Zaproponowane przez nową większość parlamentarną przepisy ułatwiające budowę turbin wiatrowych zawierają klauzule, które mogą znacznie ułatwić Niemcom zakup polskiej ziemi, twierdzi były minister rolnictwa Robert Telus.

Kwestia ta jest związana z wypłatą 5 miliardów euro
Robert Telus, poseł rządzącej konserwatywnej partii Prawo i Sprawiedliwość (PiS) i były minister rolnictwa, powiedział, że przepisy zaproponowane przez nową większość parlamentarną są niebezpieczne dla obszarów wiejskich, ponieważ ułatwiają zakup ziemi, co z kolei może umożliwić Niemcom wykupywanie polskich gruntów rolnych i przekształcanie ich w farmy wiatrowe.
Stwierdził, że jego zdaniem projekt ustawy jest przykładem działania Koalicji Obywatelskiej (KO) Donalda Tuska na rzecz niemieckich lobbystów.

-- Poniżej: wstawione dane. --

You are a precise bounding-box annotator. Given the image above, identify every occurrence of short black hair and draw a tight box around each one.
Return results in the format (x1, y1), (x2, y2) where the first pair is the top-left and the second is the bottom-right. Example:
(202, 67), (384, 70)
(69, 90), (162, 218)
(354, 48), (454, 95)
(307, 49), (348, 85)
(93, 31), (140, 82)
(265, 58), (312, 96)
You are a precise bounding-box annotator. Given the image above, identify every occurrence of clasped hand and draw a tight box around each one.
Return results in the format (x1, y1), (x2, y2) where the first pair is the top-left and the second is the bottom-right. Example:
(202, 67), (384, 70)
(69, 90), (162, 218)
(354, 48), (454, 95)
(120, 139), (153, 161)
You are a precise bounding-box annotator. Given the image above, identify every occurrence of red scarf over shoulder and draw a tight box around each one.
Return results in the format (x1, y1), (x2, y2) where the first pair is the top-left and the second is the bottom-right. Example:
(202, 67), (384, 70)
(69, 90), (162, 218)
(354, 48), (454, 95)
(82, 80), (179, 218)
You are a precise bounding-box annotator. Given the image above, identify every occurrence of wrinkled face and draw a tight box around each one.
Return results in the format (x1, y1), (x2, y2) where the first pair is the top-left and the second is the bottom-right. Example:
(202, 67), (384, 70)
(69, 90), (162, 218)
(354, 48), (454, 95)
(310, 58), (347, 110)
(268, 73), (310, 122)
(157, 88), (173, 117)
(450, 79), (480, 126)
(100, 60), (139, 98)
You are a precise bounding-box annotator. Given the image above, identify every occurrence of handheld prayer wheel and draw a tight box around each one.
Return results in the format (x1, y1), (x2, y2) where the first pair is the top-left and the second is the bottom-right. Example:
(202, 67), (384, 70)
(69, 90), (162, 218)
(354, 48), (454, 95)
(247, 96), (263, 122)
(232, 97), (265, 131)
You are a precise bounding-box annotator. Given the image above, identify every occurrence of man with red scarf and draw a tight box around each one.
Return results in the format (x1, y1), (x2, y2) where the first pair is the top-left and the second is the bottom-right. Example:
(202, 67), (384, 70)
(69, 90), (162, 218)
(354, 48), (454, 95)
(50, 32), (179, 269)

Propozycja legislacyjna wprowadzona do parlamentu przez nową większość przedłuża zamrożenie cen energii i zawiera przepisy znacznie rozluźniające ograniczenia dotyczące budowy farm wiatrowych w Polsce. Jeśli ustawa zostanie przyjęta, turbiny wiatrowe będą mogły być umieszczane nawet 300 metrów od budynków mieszkalnych.
Według Telusa, będzie to pomocne dla niemieckich interesów biznesowych, dodając, że w ten sposób partia Donalda Tuska dziękuje niemieckim lobbystom za ich wsparcie podczas wyborów. Wynika to z faktu, że przepisy zezwalają na umieszczanie turbin wiatrowych na gruntach rolnych, co pozwoliłoby niemieckim firmom na zakup tych gruntów w celu budowy farm wiatrowych.
Były minister rolnictwa uważa, że kwestia ta jest związana z wypłatą 5 miliardów euro, które Polska ma otrzymać z funduszy odbudowy po pandemii na energetykę wiatrową. Uważa on, że kwota ta odpowiada stratom w wysokości 4,5 mld euro, które poniósł niemiecki Siemens, główny dostawca technologii turbin wiatrowych.
„To przykład polityki UE wspierającej niemieckie interesy” – powiedział Telus.